Identity Data Analysis

Using the Identity Data Analysis Tool

The Identity Data Analysis web tool is accessible from the RadiantOne Main Control Panel > Wizards tab.

Any user that is a member of the RadiantOne Directory Administrator role, ICS Admin role, or Namespace Admin role can log into the RadiantOne Main Control Panel and access the Identity Data Analysis tool on the Wizards tab. For details on the RadiantOne delegated admin roles, see the RadiantOne System Administration Guide.

Note

Images displayed in this guide are meant to describe expected behavior of features in RadiantOne. Your results may vary from those shown in this guide as data sets are subject to change at any time. The Identity Data Analysis tool is not compatible with Compatibility View in Microsoft Internet Explorer 11.

Working with Datasets

The first page of the Identity Data Analysis tool offers two options: Creating a New Dataset and Using an Existing Dataset. These options are discussed in this chapter.

An image showing

Figure 2.2: The Choose Dataset Type Page

Creating a New Dataset

This option generates and analyzes an LDIF file based on your specifications. Creating a new dataset is the default option on this page. This option allows you to select a point of analysis within the RadiantOne namespace.

Warning

You can mount virtual views from each of your data sources below a global root naming context in the RadiantOne namespace and point the Data Analysis tool to this location to perform a single analysis/report from all of your sources at once. This helps you detect attribute uniqueness and statistics across heterogeneous data sources.

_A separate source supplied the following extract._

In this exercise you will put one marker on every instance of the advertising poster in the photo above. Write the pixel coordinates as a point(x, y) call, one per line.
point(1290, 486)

There are two default LDAP filters that can be used for creating a new data set – one for identities and one for groups – and allows you to provide an export location and file name for the LDIF that the Data Analysis tool generates.

Note

The RadiantOne service must be running to create a new dataset.

To create a new dataset:

Click the Create New Dataset option and click Next. The Create New Dataset page displays.

An image showing

Figure 2.3: The Create New Dataset Page

Select a branch in the Directory Tree in the left pane.
Select Identity or Group depending on the type of object you want to analyze. These but-tons modify the default LDAP filter. Selecting the Identity option sets the default identity LDAP filter to:

(|(objectclass=inetorgperson)(objectclass=user))

Selecting the Group option sets the default group LDAP filter to:

(|(objectclass=group)(objectclass=groupOfNames)(objectclass=groupOfUniqueNames))

If necessary, modify the LDAP filter to match your data. In this example, the LDAP filter is modified as follows.

(|(objectclass=inetorgperson)(objectclass=vdAPPEMPLOYEES))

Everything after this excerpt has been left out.